Federal agencies spend too much on HR systems and services, but complain about what they get for their money. They complain that the financial management practices and systems are not up to the challenges they face. They complain that they spend too much on facilities, but are not happy with them. They complain about taking money from the mission for “overhead” services, but balk when you offer them a less costly option that would work better. Agencies would rather have poor quality services that they own than good services they buy from someone else. In my own experience, the Defense Logistics Agency had repeated complaints about the quality of HR and other mission support services, but field commands were unwilling to consider restructuring that would take away their control of poorly performing HR offices. We had to force them to accept the change.

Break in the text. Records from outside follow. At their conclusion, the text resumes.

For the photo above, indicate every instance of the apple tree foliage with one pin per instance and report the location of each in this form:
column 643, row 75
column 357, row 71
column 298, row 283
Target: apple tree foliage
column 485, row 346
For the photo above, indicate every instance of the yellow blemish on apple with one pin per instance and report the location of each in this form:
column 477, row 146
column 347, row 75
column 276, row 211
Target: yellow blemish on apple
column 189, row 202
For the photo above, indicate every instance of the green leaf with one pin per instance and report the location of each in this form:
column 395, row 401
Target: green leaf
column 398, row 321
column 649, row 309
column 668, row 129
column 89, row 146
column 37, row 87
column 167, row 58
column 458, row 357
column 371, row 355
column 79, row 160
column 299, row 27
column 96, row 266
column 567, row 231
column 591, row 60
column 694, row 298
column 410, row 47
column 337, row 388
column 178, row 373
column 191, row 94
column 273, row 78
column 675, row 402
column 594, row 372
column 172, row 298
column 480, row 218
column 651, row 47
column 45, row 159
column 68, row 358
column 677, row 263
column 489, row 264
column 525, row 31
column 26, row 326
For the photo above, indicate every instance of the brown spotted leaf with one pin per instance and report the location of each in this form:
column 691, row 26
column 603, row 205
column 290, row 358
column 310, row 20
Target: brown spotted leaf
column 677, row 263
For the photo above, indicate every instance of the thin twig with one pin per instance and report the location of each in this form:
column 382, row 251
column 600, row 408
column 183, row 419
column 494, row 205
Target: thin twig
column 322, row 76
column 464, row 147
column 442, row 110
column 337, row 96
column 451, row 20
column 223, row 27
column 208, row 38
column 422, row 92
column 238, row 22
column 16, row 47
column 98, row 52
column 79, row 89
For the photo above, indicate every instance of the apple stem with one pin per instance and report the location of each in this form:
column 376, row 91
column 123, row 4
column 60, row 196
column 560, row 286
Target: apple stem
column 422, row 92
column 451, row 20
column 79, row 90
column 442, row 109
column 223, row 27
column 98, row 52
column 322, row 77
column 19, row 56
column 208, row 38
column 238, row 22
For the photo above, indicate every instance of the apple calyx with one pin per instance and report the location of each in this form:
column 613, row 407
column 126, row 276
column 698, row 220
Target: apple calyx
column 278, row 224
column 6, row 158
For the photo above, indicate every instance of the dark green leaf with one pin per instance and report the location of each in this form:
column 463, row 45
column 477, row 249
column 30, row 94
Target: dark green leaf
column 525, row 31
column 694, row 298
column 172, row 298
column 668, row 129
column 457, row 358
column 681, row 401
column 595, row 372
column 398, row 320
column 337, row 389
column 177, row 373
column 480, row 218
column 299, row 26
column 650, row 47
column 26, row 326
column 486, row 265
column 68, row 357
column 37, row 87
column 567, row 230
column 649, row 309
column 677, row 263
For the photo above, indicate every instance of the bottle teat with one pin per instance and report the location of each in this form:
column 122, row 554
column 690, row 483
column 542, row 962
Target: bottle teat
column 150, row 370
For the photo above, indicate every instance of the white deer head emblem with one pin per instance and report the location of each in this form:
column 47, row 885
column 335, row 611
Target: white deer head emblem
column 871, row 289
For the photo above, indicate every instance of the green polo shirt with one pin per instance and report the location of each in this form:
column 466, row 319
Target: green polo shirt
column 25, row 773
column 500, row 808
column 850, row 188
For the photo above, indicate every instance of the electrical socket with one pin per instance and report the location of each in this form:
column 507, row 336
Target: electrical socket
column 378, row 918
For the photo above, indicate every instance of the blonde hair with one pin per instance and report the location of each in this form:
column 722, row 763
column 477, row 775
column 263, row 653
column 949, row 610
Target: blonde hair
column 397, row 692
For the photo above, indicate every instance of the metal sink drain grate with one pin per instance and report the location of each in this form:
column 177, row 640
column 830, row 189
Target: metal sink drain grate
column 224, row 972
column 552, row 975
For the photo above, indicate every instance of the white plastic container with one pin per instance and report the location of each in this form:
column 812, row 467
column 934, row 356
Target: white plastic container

I believe the real solution is a cabinet-level Department of Management Services (DMS) focused on all aspects of government management. Such a Department could bring needed focus to management issues and, over a period of just a few years, consolidate systems, services and policies in a way that relieves burdens on the other Departments and Agencies and allows them to devote more of their resources directly to their missions.

Here is how I think it could look:

Proposed structure for a Cabinet Level Department of Management Services (DMS), outlining consolidation of management functions and agencies.

Every one of those moves is likely to cause someone to howl in protest, but the changes would bring the government’s various management agencies under one roof. Many of the problems the government faces cannot be solved by any of the existing agencies without significant interagency cooperation. This approach would jump start the interagency process by at least putting the management agencies together with a common leader who can drive change.

I am certain some advocates for the Civil Service will say that the oversight agencies cannot be in the same organization as the policy agencies, but that is not really true. Today much of merit system oversight rests not with the Merit Systems Protection Board, but with OPM’s Merit System Accountability and Compliance Division. It is already under the same roof as the policy organization and the Human Resources Solutions group that sells HR services. Merging all of these management agencies into a cohesive whole is far more likely to lead to improvements than cutting blindly and hoping a miracle happens.

If we really want to protect a merit-based career Civil Service, we need Human Resources policies that work. We need modern facilities and technology. We need to spend money wisely and stop duplicating services and systems over and over.

A Department of Management Services (DMS) could end the duplicative acquisition of software to support management functions. The Secretary could drive consolidation of management services from smaller departments and agencies into DMS, and mandate that larger departments and agencies consolidate internally. Rather than a hundred or more HR offices, the Department of Defense could have a dozen or fewer. HR is not the only function that is ripe for consolidation. Information technology, procurement, facilities, and more can also be consolidated and significant dollars saved. We could outsource some support offices and keep others in-house. That would allow us to do a real apples-to-apples comparison of cost and performance of federal staff versus contractor staff, with more work flowing to the less costly and higher performing offices.

It certainly would not be easy, but a real focus on Management could lead to changes that everyone, including the most conservative and the most progressive wings of both parties, ought to be able to support. Would either get everything they want? No. But what they might get would be a big improvement over what we have today, would save money, and perhaps provide a means of saving the more critical mission work of the federal government.